3. D’une part, il ressort des pièces du dossier que si M. A… a fait l’objet de quatre signalements entre 2015 et 2025, antérieurement à sa garde à vue le 27 novembre 2025 pour participation à un groupement formé en vue de commettre des violences, les faits reprochés n’ont donné lieu à aucune poursuite pénale. Par ailleurs, il ressort des deux auditions de M. A… que l’intéressé, identifié par les forces de police comme ayant été présent lors d’une rixe intervenue aux abords du Palais de justice d’Evry entre des personnes venues assister à une audience, a nié avoir porté des coups et en avoir reçu et accepté de débloquer son téléphone pour permettre l’exploitation de ses données, lesquelles n’ont rien révélé d’anormal.
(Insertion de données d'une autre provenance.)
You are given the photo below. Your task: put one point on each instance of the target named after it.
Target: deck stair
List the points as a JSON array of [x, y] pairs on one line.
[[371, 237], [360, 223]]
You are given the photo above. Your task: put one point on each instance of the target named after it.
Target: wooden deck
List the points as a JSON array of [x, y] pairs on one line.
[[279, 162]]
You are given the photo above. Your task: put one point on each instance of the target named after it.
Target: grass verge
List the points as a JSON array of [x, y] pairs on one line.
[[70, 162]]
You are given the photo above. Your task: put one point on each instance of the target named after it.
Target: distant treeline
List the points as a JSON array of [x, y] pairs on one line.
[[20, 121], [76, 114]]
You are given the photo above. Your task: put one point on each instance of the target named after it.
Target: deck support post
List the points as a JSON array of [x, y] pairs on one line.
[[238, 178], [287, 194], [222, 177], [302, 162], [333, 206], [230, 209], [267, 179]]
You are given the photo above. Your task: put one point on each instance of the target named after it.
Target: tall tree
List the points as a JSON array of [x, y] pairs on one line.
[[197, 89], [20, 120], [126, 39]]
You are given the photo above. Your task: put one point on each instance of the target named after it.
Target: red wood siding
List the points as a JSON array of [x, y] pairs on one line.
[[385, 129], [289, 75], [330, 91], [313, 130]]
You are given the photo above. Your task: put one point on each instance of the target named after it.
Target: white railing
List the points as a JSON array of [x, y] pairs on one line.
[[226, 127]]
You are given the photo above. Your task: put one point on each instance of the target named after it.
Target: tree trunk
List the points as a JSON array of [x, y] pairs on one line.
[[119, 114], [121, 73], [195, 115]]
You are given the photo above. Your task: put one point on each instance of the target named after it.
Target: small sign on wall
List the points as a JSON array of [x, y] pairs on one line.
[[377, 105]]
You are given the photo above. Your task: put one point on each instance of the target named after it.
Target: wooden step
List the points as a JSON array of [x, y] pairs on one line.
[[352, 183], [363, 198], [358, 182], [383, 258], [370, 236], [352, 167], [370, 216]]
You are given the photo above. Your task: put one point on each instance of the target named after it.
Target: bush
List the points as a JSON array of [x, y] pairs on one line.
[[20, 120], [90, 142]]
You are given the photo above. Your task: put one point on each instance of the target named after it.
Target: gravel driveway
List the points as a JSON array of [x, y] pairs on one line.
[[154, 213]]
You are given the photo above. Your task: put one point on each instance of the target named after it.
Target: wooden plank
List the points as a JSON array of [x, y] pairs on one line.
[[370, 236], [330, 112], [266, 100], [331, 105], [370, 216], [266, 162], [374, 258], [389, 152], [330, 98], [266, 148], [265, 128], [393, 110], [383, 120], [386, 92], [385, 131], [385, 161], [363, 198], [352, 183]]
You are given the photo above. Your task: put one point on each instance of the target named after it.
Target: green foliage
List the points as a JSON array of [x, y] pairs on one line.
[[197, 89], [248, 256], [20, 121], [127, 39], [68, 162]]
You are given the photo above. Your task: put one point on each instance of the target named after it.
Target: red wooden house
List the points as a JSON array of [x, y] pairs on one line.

En outre, M. A… n’a pas été ultérieurement inquiété par le Procureur de la république alors que des caméras installées aux abords du Palais auraient permis de recueillir des éléments de culpabilité. D’autre part, M. A… justifie de virements mensuels de 190 euros opérés au profit de la mère de son fils de nationalité française en exécution du jugement du tribunal judiciaire d’Evry du 3 avril 2025 lui conférant un droit de visite et d’hébergement ainsi que l’exercice conjoint de l’autorité parentale. Il établit encore l’exercice d’une activité professionnelle entre 2021 et 2025, pour l’essentiel dans le cadre de missions intérimaires de courte durée en qualité de conducteur. Par suite, compte tenu de l’ensemble de ces circonstances, la présence de l’intéressé sur le territoire français ne peut être regardée comme de nature à constituer une menace réelle, actuelle et suffisamment grave pour un intérêt fondamental de la société française.
4. Il s’ensuit, sans qu’il soit besoin d’examiner les autres moyens de la requête, que M. A… est fondé à demander l’annulation de la décision du 28 novembre 2025 de la préfète de l’Essonne.
Sur les frais liés au litige :
5. Il y a lieu, dans les circonstances de l’espèce, de mettre à la charge de l’Etat la somme de 1 200 euros sur le fondement de l’article 761-1 du code de justice administrative.
D E C I D E :
Article 1er : La décision du 28 novembre 2025 de la préfète de l’Essonne est annulée.
Article 2 : L’Etat versera à M. A… la somme de 1200 euros sur le fondement de l’article L.751-1 du code de justice administrative
Article 3 : Le présent jugement sera notifié à M. B… A… et à la préfète de l’Essonne.
Rendu public par mise à disposition au greffe le 16 janvier 2026.
La magistrate désignée,
M. C… La greffière,
E. Amegee-Gunn
La République mande et ordonne à la préfète de l’Essonne en ce qui la concerne ou à tous huissiers de justice à ce requis en ce qui concerne les voies de droit commun, contre les parties privées, de pourvoir à l’exécution de la présente décision.